African labs urged to boost communication
At the same time, the science communication specialists have suggested that all African governments should introduce comprehensive policies and strategies on science communication into their national planning and resource allocation.
They recommend that institutions of higher education in Africa, including in particular existing schools of mass communication, should be encouraged to introduce courses on science communication. They also urge media editors and other ‘gatekeepers’ to raise the priority given to science-related stories in their coverage
The proposals were agreed at the conclusion of a four-day meeting on ‘Science Communication for Sustainable Development’ organised by SciDev.Net in Entebbe, Uganda, which brought together more than 50 journalists, editor, public information officers and scientists engaged in communicating information about science to the public.

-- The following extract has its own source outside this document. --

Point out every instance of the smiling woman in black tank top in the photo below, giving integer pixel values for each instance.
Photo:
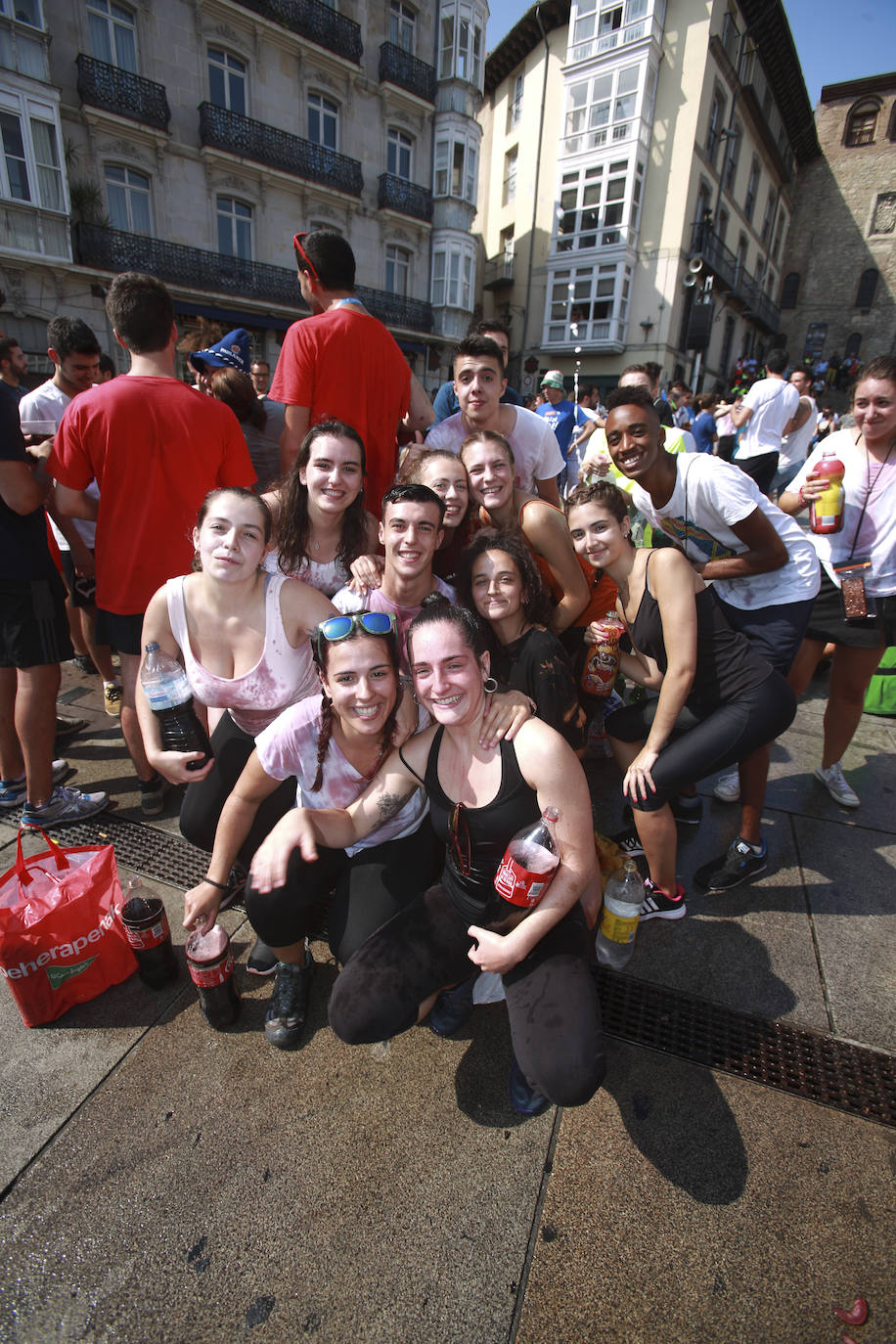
(392, 980)
(718, 697)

On the final day of the meeting (3 October) the participants issued a ‘consensus statement’ in which they expressed agreement that effective science communication has a vital role to play in promoting economic and social development. This was based on a shared belief that science communication enhances public understanding of, and engagement with, science.
However the participants also identified a number of obstacles to science communication in Africa. These included the low awareness by scientists of the importance of communicating their research to the public, an unwillingness by newspaper editors to give science significant coverage, a lack of suitable professional training and personal development opportunities for science communicators, and poor remuneration for science journalists.
Finally the participants agreed on a number of concrete steps that science journalists and other science communicator might take to improve the general situation.